There's an undercurrent of womens' rights in this book which (as a child of the 90s, when the Spice Girls made yelling "girl power" popular, and as a child of hippy-ish parents who never faced any different limitations or expectations for being a girl) I loved. It's there, but it's not overwhelming. It's not an issue book. Just a book with a female main character who challenges the limitations others would place on her. Which is awesome.
Sean is good, too. He's quiet and careful, not the typical main male lead in so many novels. He has his own motivations for wanting to win the races, and they're a big deal, too. And you grow to love both characters and you get scared because there's no way both can win.
And I loved Finn, Puck's little brother. And George. And really everyone. There are so many dynamic, quirky characters in this book to fall in love with.

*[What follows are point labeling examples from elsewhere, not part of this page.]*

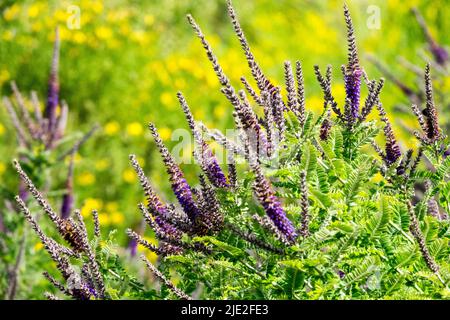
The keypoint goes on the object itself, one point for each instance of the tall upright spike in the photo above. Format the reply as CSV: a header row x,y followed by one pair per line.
x,y
53,85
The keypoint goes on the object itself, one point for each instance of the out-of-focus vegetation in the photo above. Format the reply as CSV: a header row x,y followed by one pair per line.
x,y
124,64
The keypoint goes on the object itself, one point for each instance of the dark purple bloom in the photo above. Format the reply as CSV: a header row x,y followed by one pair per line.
x,y
272,205
353,71
352,80
439,53
392,149
211,167
53,87
156,207
67,203
180,187
208,160
132,245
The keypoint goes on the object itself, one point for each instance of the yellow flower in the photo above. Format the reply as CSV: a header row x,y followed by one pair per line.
x,y
8,35
135,129
149,19
102,164
34,10
86,179
168,100
219,111
89,205
4,76
104,219
129,176
12,12
111,206
111,128
117,218
79,37
165,133
2,168
103,33
141,161
37,26
97,7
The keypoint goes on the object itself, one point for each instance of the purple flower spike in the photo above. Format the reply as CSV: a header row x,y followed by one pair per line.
x,y
353,71
155,206
67,203
180,186
352,82
213,170
272,205
208,161
439,53
53,86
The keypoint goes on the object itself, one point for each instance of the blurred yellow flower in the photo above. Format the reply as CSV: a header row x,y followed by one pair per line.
x,y
37,26
38,246
168,99
111,128
117,218
102,164
34,10
79,37
165,133
76,159
86,179
103,33
2,168
135,129
4,76
8,35
111,206
104,219
96,6
219,111
151,256
12,12
141,161
149,19
129,176
89,205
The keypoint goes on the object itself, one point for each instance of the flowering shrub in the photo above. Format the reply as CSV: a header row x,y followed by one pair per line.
x,y
308,208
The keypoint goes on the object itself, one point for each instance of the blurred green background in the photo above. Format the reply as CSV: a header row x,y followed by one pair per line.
x,y
124,65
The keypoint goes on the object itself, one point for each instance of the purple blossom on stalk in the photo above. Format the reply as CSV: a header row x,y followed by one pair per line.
x,y
352,72
53,86
158,209
272,206
428,117
207,159
67,202
180,186
392,150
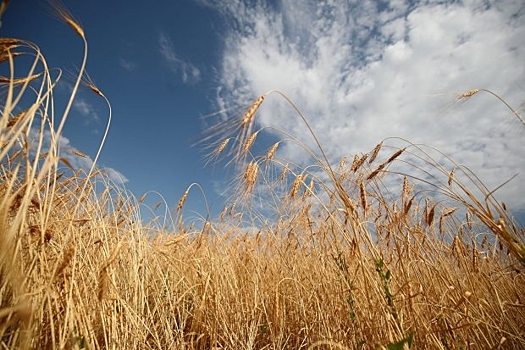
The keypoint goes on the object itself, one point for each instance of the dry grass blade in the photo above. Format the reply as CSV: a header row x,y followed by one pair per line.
x,y
250,177
63,13
271,152
375,152
248,116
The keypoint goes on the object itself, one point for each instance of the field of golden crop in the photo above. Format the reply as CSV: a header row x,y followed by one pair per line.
x,y
344,262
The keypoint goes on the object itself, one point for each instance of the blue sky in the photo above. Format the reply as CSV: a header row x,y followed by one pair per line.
x,y
360,72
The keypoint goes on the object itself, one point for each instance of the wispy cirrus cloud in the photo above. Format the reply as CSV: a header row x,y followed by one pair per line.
x,y
75,159
128,65
365,71
188,72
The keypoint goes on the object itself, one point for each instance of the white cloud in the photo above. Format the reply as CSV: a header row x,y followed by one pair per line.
x,y
72,156
363,72
187,71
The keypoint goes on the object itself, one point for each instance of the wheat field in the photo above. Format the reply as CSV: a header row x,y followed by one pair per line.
x,y
338,258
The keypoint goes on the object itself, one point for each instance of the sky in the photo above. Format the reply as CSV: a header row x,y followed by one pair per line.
x,y
360,71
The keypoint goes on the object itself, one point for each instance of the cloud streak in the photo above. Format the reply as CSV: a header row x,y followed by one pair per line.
x,y
187,71
367,71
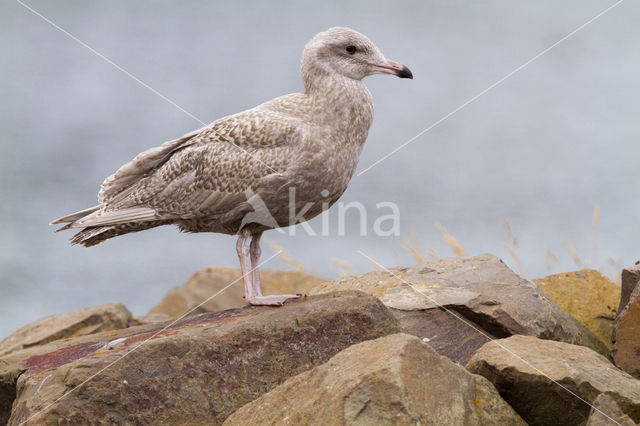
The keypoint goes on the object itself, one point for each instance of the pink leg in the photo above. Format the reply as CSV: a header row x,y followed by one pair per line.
x,y
255,252
242,247
256,297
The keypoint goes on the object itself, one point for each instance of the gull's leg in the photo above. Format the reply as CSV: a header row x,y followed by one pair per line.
x,y
257,297
255,252
242,247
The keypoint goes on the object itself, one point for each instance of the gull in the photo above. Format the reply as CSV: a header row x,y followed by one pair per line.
x,y
245,173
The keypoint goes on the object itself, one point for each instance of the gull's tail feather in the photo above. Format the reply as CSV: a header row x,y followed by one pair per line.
x,y
69,219
96,234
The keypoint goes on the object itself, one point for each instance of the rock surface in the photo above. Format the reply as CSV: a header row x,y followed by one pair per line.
x,y
395,379
198,370
586,295
108,316
207,282
626,348
548,387
605,412
630,278
493,301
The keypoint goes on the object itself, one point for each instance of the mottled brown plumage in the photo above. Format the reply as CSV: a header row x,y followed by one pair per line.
x,y
300,148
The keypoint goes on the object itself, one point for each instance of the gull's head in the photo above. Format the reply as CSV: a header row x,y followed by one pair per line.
x,y
348,53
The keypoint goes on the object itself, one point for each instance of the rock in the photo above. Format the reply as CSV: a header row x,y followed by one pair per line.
x,y
198,370
557,382
626,347
151,319
586,295
458,304
605,412
207,282
109,316
395,379
630,277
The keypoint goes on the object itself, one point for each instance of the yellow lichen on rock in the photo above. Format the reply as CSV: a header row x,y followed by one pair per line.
x,y
586,295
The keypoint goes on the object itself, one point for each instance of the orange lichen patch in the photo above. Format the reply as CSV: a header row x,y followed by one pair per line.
x,y
586,295
59,357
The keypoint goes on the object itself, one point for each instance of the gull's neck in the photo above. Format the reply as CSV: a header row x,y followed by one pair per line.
x,y
334,95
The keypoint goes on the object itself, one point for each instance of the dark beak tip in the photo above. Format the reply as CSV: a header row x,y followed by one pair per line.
x,y
405,73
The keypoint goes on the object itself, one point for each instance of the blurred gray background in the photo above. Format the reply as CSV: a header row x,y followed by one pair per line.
x,y
539,150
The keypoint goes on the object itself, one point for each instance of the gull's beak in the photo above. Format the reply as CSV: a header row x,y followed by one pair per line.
x,y
393,68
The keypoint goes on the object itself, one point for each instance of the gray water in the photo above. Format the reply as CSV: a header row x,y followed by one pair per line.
x,y
539,150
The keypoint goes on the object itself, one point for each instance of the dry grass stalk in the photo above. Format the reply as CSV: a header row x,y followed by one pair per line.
x,y
515,257
574,255
511,246
617,266
412,245
595,221
397,257
433,254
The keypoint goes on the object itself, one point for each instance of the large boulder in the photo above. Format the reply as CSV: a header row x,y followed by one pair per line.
x,y
626,348
549,382
197,370
586,295
196,294
458,304
630,278
395,379
605,412
109,316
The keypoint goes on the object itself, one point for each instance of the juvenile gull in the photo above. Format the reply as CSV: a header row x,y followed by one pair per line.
x,y
274,165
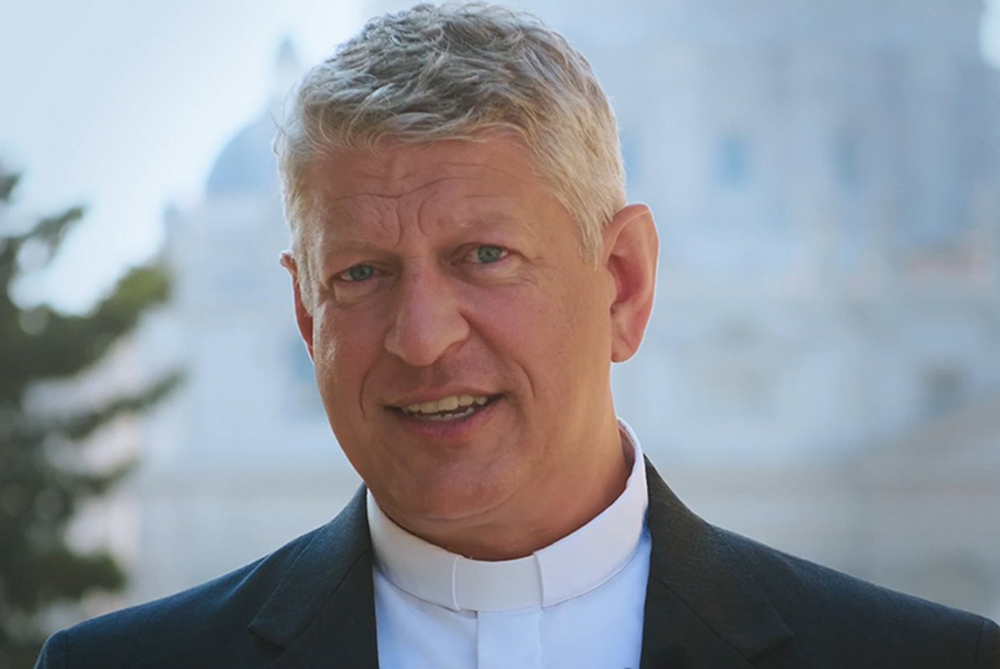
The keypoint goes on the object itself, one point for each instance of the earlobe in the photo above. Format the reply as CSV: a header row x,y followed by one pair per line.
x,y
303,317
631,247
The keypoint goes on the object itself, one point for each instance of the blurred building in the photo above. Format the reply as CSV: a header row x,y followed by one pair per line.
x,y
241,459
823,367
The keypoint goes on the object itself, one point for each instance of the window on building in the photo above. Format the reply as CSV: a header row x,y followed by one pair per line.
x,y
733,163
847,160
943,388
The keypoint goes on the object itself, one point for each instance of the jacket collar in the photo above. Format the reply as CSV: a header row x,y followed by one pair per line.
x,y
703,608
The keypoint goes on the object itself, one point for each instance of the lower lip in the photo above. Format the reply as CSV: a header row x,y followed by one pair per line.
x,y
442,430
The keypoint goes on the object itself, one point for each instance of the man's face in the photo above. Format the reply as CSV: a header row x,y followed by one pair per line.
x,y
462,344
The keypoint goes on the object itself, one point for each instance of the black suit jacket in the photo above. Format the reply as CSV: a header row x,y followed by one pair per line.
x,y
715,600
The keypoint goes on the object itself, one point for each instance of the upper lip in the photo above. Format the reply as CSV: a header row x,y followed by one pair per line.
x,y
421,396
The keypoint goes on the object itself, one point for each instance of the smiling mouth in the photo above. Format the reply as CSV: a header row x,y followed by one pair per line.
x,y
448,408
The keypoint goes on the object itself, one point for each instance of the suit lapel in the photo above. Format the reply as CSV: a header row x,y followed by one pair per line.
x,y
323,611
703,608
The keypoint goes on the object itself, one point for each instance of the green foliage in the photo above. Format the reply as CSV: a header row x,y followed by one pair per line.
x,y
43,479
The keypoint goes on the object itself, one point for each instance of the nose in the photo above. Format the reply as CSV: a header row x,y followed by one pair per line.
x,y
427,320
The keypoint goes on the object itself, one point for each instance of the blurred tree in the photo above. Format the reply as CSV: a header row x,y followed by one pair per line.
x,y
43,479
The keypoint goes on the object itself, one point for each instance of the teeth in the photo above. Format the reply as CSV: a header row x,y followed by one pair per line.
x,y
449,403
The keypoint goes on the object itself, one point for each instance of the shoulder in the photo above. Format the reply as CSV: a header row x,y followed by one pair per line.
x,y
185,629
827,608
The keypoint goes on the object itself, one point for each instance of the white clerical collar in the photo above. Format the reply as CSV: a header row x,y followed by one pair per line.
x,y
572,566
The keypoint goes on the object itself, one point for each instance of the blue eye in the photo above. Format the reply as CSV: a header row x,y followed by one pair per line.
x,y
490,254
357,273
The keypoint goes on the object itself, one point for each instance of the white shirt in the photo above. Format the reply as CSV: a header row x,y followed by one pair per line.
x,y
577,603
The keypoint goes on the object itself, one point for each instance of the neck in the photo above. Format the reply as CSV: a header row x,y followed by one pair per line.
x,y
560,503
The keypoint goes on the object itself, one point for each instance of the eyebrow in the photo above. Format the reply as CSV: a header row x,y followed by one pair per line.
x,y
342,239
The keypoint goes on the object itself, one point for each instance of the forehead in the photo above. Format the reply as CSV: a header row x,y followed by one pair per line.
x,y
443,180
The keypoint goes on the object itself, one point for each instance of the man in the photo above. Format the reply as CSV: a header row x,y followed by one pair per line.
x,y
465,269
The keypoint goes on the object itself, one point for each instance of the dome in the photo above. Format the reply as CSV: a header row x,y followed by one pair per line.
x,y
247,164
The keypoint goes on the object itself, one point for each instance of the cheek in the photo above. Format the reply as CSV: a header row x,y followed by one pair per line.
x,y
342,350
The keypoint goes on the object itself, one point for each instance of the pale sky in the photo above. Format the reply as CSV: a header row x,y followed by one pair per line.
x,y
123,104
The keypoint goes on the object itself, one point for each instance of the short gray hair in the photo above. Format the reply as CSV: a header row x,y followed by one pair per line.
x,y
457,71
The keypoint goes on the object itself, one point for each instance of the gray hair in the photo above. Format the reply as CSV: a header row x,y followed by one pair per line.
x,y
458,71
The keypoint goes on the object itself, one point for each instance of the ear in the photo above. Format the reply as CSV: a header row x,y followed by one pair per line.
x,y
631,247
302,315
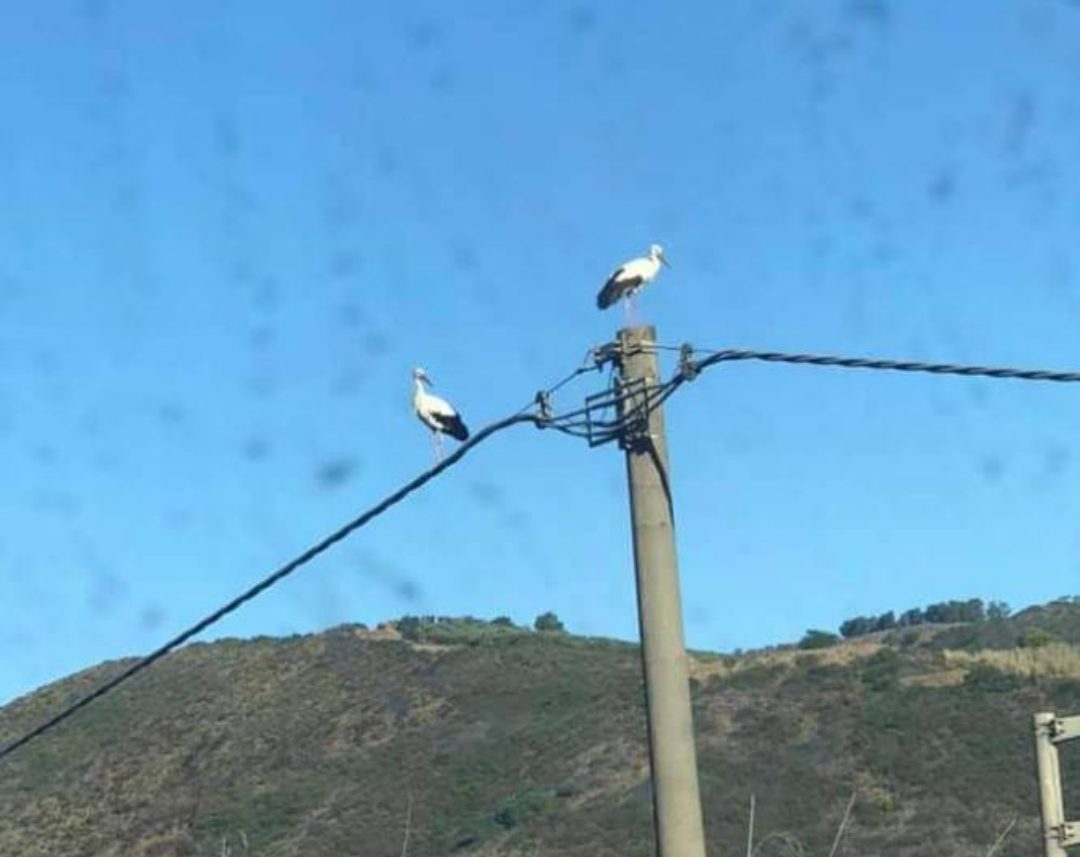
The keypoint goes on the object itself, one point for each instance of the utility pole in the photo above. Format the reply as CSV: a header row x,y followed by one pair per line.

There is adventure and risk and romance and sadness and a bit of violence though it's not too graphic. I was scared for the characters a lot of times. Which means it was really great writing.
love love love.
It was only at the end of the audiobook that I realized the author had also written another book I'd tried to read -- and I say tried because I got so annoyed with the writing of a character in one chapter that I promptly quit reading even though I was over halfway through the book. I was so angry with that book I called my mom and ranted about how this character had suddenly changed and it made no sense and it made me angry and I could write it better.
I loved The Scorpio Races so much I'd be willing to give that book another go.
Have any of you read The Scorpio Races? I'd love to hear what you thought!